When we got home they got the lecture. You WILL be on your best behavior at mommy's friend's house. You WILL say please and thank you. You WILL NOT yell. You WILL NOT fight. You WILL NOT yell. You WILL NOT hit each other. You WILL NOT yell. You WILL NOT hit my friend. You WILL NOT yell. You WILL NOT, even if you don't like what they have cooked, tell them "this tastes kind of yucky" or "this is disgusting" as you do with my dinners on an almost nightly basis. In short, you WILL be charming, well-behaved angels. Got it? Good.
We arrived a few minutes late. As we parked and found our way to their home, Big Dog asked "why" about every direction I gave him. "Turn here" I'd say. "Why?" he'd ask. "Because this is the way to their house." "Why?" he asks again. "Because this is where they live," I'd answer. "Why?' he'd ask.

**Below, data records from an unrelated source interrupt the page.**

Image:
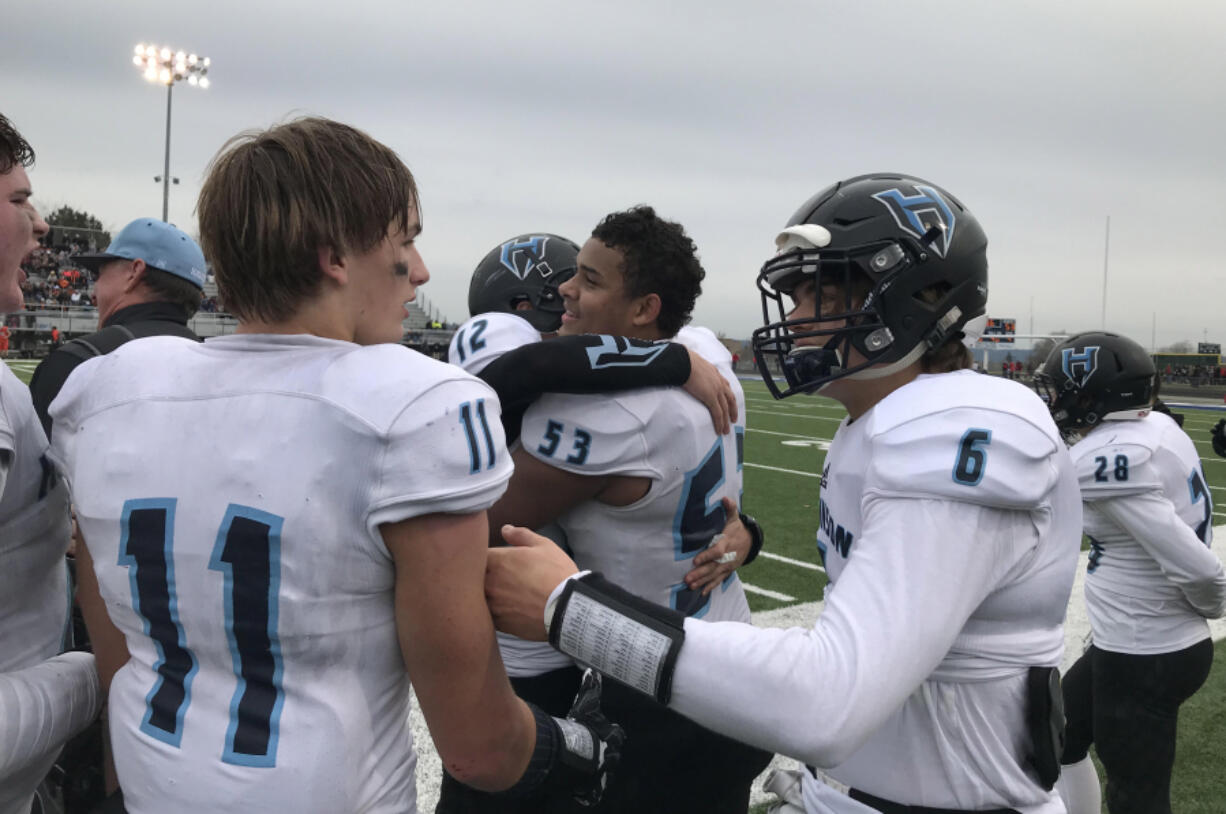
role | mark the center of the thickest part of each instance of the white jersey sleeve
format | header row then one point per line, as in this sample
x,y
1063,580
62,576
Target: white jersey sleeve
x,y
896,612
1150,519
486,337
445,454
589,435
41,707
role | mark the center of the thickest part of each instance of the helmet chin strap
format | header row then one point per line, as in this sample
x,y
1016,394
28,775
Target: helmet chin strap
x,y
889,369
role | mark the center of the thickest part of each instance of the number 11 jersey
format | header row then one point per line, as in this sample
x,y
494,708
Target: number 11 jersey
x,y
231,495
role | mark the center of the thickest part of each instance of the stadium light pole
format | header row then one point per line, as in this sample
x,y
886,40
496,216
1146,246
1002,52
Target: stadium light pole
x,y
167,66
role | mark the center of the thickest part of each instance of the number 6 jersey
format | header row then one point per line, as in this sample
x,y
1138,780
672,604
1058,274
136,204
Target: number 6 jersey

And so on...so you can see why I might be nervous.
When we got to the house, my friend answered the door. "Hi, I'm Mike," he says to Big Dog. Big Dog ignored him completely. He'd been told there were cats he might get to pet, so he was on the search. I prompted him, "Big Dog, what do you say?"
Slightly stunned, and obviously working hard to remember the rules from our lecture, he makes a guess, "May I please come in?" he asks. And while it was not what I was hoping for, it was disarmingly adorable.

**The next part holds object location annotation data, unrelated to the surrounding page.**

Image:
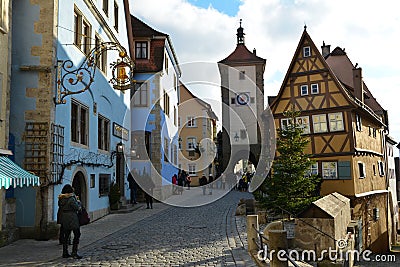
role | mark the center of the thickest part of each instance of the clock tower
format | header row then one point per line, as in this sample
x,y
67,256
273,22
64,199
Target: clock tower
x,y
242,92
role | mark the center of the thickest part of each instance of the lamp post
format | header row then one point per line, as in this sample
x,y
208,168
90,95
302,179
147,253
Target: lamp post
x,y
77,80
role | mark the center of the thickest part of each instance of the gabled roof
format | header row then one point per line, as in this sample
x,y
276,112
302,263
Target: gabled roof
x,y
340,67
242,55
343,69
141,29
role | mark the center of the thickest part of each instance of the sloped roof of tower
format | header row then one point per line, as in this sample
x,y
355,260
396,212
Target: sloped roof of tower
x,y
342,67
242,55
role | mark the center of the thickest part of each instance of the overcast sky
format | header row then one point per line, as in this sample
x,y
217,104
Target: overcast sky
x,y
205,31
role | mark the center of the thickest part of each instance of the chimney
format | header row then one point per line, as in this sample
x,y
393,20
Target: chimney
x,y
326,49
358,84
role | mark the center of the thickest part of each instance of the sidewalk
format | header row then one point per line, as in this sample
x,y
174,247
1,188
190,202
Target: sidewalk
x,y
29,252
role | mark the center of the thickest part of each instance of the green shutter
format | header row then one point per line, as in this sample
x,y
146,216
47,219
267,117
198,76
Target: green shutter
x,y
344,170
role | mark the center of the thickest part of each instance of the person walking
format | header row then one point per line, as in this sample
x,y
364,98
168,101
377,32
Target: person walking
x,y
68,206
149,186
133,186
203,183
210,181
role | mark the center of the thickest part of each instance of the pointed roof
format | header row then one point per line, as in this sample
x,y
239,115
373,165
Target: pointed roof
x,y
241,53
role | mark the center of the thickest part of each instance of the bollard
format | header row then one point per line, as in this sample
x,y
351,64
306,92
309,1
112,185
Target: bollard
x,y
252,235
276,245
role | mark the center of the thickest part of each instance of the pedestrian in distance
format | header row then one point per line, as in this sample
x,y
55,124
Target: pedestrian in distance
x,y
210,181
203,183
174,183
68,206
149,186
133,186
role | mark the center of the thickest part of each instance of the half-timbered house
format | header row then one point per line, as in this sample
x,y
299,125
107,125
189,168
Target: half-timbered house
x,y
345,125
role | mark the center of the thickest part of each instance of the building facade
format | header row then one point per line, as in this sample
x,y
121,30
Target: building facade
x,y
242,92
154,104
197,136
346,126
61,134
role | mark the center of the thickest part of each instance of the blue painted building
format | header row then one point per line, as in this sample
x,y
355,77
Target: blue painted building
x,y
66,138
154,105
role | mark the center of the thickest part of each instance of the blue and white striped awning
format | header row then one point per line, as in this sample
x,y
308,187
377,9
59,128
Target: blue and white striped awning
x,y
12,175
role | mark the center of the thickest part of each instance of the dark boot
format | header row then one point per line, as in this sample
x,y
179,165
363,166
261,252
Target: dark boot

"Sweetie, this is my friend Mike, why don't you tell him your name."
Understanding spread across his face as he understood what I needed him to do and he smiled and confidently introduced himself. Then it was Little Dog's turn.
"I'm Big Dog," he said, then quickly realized his mistake. The adults were giggling and he was embarrassed, he turned to me and said, "Mama, I forgot my name!"

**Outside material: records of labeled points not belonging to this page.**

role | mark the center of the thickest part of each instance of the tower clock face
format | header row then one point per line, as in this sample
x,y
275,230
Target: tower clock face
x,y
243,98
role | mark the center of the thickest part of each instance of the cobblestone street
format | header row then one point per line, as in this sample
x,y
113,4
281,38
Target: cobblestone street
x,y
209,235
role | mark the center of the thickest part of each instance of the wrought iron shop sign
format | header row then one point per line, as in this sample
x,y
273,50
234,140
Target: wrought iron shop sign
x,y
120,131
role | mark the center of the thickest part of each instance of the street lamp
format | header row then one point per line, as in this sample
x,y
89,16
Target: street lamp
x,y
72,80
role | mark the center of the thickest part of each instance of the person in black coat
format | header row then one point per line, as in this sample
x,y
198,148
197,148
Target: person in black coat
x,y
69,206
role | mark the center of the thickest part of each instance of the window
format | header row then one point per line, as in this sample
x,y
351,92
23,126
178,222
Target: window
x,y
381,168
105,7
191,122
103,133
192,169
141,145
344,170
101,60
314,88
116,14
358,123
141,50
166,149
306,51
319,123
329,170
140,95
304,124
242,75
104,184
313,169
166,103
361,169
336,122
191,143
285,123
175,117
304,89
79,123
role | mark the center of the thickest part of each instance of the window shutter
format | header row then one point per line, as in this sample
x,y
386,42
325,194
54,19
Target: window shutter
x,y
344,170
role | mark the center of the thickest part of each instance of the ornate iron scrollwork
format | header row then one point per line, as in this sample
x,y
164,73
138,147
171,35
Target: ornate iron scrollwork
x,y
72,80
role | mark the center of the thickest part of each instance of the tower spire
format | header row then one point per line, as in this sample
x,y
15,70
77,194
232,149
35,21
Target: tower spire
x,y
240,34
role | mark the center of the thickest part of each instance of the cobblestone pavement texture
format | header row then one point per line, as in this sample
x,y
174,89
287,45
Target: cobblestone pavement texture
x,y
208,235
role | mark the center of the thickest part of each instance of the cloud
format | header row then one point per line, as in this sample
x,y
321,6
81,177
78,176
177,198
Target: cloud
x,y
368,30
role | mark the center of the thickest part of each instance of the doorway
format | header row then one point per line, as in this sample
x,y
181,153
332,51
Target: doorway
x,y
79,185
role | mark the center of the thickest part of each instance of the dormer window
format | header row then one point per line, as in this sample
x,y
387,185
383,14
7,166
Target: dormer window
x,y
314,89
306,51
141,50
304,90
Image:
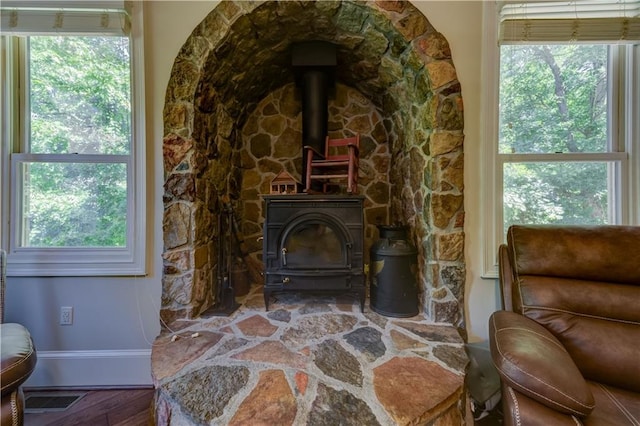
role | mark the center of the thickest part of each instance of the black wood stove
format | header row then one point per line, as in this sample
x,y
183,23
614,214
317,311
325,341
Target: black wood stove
x,y
314,243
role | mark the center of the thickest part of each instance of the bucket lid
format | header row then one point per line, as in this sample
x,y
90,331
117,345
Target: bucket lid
x,y
393,232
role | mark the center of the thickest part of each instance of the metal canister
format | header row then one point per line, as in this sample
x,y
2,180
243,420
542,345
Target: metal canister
x,y
393,268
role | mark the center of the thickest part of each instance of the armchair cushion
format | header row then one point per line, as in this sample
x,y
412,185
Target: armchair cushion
x,y
533,362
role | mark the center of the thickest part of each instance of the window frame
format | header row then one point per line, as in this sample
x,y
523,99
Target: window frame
x,y
71,261
624,91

"Do you remember it now?" I asked.
"Yes," he said, his confidence returning.
"Then why don't you introduce yourself?" I prompted.
"Hi, I'm Little Dog," and my friends warmly welcomed him into their home.
The boys pretty quickly settled in and found the affectionate kitty cat that wanted attention. It wasn't until later they were told there were three more cats that they were not likely to meet because they were shy, that the boys really lit up. They wanted to find the cats, and my friends, far better housekeepers and more open hosts than I, allowed the boys to look upstairs for the other kitties. The boys would go upstairs look for kitties, come downstairs and report their findings then immediately ask if they could go back upstairs. It was kind of cute actually. My friend's wife was so great with my cat-obsessed kids. She told they they may go upstairs whenever they'd like, they didn't even have to ask. She pointed them to the other cats' favorite hiding spots. By the end of the night, the boys had found all four cats. Repeatedly. The affectionate kitty had a ton of little-boy petting and we'd had a delicious meal. It was a nice evening, even with the kids in tow. I was relieved.
Not long before we called it a night, Little Dog asked me to take him to use the bathroom. We were heading upstairs when he whispered to me, "It would be kind of nice to have a house like this." Not quite sure what he meant, my mind jumped to the obvious. Clean? Organized? Not in the depths of a major remodel? "What do you like about this house?" I asked, expecting a rebuke of my housekeeping skills or a request for less domestic chaos in general. "It's full of kitties!" he said, his voice filled with awe. Well, at least he wasn't asking me to clean.
Unfortunately we are not in a position to have a cat. Our dogs are overly interested in cats, and while I may be able to work around that, my father is severely allergic to kitties. Since I like to have him visit frequently, a cat in the house is not really an option.
We left not long after, the boys were starting to get sleepy and a tiny bit cranky, but I think my kids were thoroughly charmed by my friend, his wife and their cats. I had the easiest night out I'd had in a long while and the kids had been golden. Phew. I guess I can take them out in public from time to time. That's real progress!